The ANZ Bank has formally started looking at ways to get its wealth management business off its books.
The bank still wants to offer insurance and funds management but it really doesn’t want to be in the business of building and maintaining such products.
“We’re not just putting a ‘for sale’ sign up,” says chief executive Shayne Elliott. “We want to partner up with someone that’s really world class.”
Financial planning has been problematic for the major banks in terms of publicity.
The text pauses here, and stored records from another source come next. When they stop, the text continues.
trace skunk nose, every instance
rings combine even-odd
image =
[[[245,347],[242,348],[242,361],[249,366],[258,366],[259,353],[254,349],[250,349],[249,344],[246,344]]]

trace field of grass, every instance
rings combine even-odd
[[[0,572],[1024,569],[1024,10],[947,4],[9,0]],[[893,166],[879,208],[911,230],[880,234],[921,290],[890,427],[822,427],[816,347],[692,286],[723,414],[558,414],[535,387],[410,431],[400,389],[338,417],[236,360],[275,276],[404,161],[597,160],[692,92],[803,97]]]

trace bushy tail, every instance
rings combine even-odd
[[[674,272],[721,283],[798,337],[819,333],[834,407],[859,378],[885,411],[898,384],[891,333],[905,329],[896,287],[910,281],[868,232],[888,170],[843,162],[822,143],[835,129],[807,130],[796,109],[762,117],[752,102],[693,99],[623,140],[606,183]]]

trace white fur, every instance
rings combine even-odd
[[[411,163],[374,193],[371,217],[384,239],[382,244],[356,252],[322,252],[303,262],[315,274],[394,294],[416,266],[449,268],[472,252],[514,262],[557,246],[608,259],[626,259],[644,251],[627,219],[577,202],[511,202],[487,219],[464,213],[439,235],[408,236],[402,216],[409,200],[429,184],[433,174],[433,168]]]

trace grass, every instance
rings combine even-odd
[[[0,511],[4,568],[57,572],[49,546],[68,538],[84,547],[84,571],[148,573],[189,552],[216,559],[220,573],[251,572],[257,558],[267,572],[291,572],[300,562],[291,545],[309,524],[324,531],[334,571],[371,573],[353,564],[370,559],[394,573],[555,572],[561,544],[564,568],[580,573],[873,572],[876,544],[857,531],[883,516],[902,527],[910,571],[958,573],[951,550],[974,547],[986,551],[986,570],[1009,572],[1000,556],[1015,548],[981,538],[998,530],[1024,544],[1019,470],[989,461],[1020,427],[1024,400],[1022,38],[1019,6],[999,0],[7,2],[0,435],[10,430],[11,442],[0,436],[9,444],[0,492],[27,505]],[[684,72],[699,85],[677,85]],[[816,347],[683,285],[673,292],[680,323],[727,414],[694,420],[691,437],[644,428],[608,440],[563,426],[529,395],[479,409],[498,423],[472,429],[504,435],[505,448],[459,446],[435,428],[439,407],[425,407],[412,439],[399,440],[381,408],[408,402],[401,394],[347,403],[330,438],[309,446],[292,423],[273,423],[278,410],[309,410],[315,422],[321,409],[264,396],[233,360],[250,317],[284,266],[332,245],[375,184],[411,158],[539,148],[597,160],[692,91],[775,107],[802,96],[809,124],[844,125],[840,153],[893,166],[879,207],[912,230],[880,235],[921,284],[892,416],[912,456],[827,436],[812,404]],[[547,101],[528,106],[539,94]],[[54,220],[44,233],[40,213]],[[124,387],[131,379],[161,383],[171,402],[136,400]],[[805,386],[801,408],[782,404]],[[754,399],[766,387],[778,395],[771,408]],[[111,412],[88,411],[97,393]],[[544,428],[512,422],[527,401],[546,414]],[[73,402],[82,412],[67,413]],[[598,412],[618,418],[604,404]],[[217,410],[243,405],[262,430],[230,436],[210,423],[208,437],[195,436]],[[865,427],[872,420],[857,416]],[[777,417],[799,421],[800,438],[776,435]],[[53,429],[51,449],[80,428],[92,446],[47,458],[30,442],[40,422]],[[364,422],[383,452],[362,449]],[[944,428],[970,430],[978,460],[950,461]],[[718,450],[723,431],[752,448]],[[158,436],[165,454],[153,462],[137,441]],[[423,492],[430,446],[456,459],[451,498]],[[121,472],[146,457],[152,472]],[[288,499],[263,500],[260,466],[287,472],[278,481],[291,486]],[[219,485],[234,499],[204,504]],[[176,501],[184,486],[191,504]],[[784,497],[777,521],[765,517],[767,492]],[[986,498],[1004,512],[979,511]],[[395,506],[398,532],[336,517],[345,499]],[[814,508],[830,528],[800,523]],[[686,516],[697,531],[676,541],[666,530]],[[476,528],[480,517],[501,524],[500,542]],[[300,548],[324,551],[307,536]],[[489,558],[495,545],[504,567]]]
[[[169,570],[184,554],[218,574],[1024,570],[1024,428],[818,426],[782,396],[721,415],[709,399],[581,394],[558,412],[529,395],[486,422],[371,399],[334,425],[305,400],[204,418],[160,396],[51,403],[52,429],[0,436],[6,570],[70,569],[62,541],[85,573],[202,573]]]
A series of scandals has revealed that advice paid for wasn’t received and when it was given, some of it was of poor quality.
Andrew Tamby Rajah, a former ANZ Bank planner, was banned from providing financial services for a five years after falsifying loan documents.
The ANZ is on a program of cutting operating costs, exiting low-return and non-core businesses and reducing reliance on low-return parts of institutional banking.
And Elliott, who in January 2016 replaced former CEO Mike Smith, a big believer in Asia, has been clear that he wants a more targeted business in Asia.
The bank has been selling down its retail assets in Asia to concentrate on institutional customers. The latest was a 20% stake in Shanghai Rural Commercial Bank for $1.838 billion.
The ANZ posted an 18% fall in 2016 full year cash profit to $5.9 billion, dragged down by the cost of reforms. The result included $1.077 billion of after-tax charges, including restructuring and the cost of software.
In the latest move, Elliott says the bank is seeking a partner and exploring models for the wealth business.
Revenue at the ANZ’s wealth business fell 2% in 2016 to $1.156 billion, resulting in a 24% drop in cash profit to $327 million.
But the bank’s wealth unit could be worth as much as $4.5 billion.
Elliott says the bank wants to offer wealth products but is open to the idea of those products being created by another organisation.
“We want to be talking to our customers about wealth solutions, about protecting the things that are important to them, about saving for retirement,” he says.
“We’re still going to be in the business, we‘ll just be doing it with a partner who is going to be world class in terms of manufacturing and supplying product.”
However, he says the bank has no fixed idea about the best alternative and is keeping an open mind about the details and timing.
Elliott, in a video interview at the bank’s BlueNotes site, noted the wealth, financial advice and insurance sectors have been guilty of poor conduct.
“What we’ll be saying is: We want to learn and we want to be open to the best way we can service our customers and we want to be the best at this in Australia,” he says.
“This is going to take time. This is a pretty big decision.”
A decision is unlikely this calendar year.